Судьба Михайлы и Сергея Пушкиных оказалась незавидна. Все подробности Громову сообщил поручик Шешковский, знавший их от своего страшного батюшки, а Громов рассказал фехтмейстерам.
Когда Сергей, упрятав в клавикорды и в стены возка бумагу с водяными знаками, формы работы мастера Каака и штемпеля, отправился, выждав время, в Россию, оказалось, что в Риге его уже с нетерпением поджидает генерал-губернатор Броун.
После того как вице-президент Мануфактур-коллегии Федор Сукин с перепугу раскрыл план братьев Пушкиных и бывшего аббата Бротара, о затее было доложено государыне Екатерине Алексеевне, и она, осознав опасность авантюры, сама занялась розыском, сама переписывалась с Броуном. Письма отправлялись с пометкой «секретнейше», и первое ушло в Ригу 8 февраля.
По ее приказу Сергей Пушкин, прибыв в Ригу, тут же был взят под наблюдение, и таможенные чиновники занялись его багажом под предлогом окуривания – дым полагался вернейшим средством от прибывающих из-за границы повальных и моровых хвороб. Тогда-то опытный таможенный досмотрщик Петер Янсон и отыскал все имущество – бумагу, штемпеля и формы работы мастера Каака. Клавикорды после этого можно было выбрасывать на помойку. Отставного капитана тут же отправили на гауптвахту, а добычу послали в столицу. Она была получена 1 марта. Вскоре по приказу государыни обоих братьев доставили в Санкт-Петербург.
Сергей Пушкин, поняв, чем может для него кончиться эта эскапада, тут же выдал всех соучастников, а Михаил упорствовал и не желал сознаваться. Куда подевался Бротар – так никогда и не узнали. Возможно, кое-что любопытное мог бы рассказать об этом Фрелон, так ведь поди его добудь!
Столичные жители, каждый своими путями, узнавали о подробностях дела и с большим любопытством ждали, чем все кончится.
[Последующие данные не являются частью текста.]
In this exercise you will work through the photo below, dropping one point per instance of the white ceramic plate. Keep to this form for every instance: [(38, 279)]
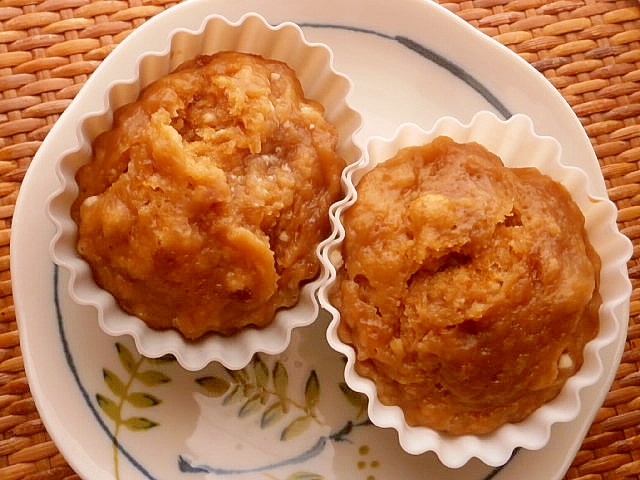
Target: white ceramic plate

Трудно сказать, когда государыня приняла необычное решение, может статься, и весной, но известно оно сделалось уже осенью.
А в мае никто и знать не мог, что в октябре состоится суд и будет оглашен приговор: Сергею вместо положенной за такие проделки смертной казни – вечное заточение в тюрьме, а Михаилу – сибирская ссылка. Императрица собственноручно начертает на приговоре свою резолюцию: «публиковать во всей Империи, что обоих сих преступников нигде и ни в каких делах не называли Пушкиными, но бывшими Пушкиными». Видимо, сжалилась над древним и почтенным родом, изъяв из него фальшивомонетчиков раз и навсегда.
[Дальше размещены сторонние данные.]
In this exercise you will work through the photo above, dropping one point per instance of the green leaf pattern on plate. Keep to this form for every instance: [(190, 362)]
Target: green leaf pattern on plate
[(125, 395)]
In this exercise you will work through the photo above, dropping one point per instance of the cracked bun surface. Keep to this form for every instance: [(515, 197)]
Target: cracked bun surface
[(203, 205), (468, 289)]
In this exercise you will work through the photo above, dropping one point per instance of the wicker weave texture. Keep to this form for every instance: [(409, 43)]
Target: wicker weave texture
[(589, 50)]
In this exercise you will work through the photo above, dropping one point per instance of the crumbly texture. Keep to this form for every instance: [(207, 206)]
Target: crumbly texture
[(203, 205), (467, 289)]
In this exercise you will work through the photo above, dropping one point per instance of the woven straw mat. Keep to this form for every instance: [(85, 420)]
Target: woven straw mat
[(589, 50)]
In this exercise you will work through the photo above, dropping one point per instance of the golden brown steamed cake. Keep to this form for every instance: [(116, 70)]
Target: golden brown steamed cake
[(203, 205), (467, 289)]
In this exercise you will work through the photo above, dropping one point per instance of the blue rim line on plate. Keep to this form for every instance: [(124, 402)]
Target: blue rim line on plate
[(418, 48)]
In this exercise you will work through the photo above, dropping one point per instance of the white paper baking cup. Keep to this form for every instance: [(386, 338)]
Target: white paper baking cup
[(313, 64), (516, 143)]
Строгое напоминание Ариста совсем Мишку огорошило. Он еще плохо оправился от раны, и хотя стоял прямо, расправив плечи, на самом деле едва доплелся до причала. Но не проститься с Наташей он не имел права. И так мало за что себя уважал, а если бы не сказал ей хоть одного напутственного слова – так и вовсе бы плохо было…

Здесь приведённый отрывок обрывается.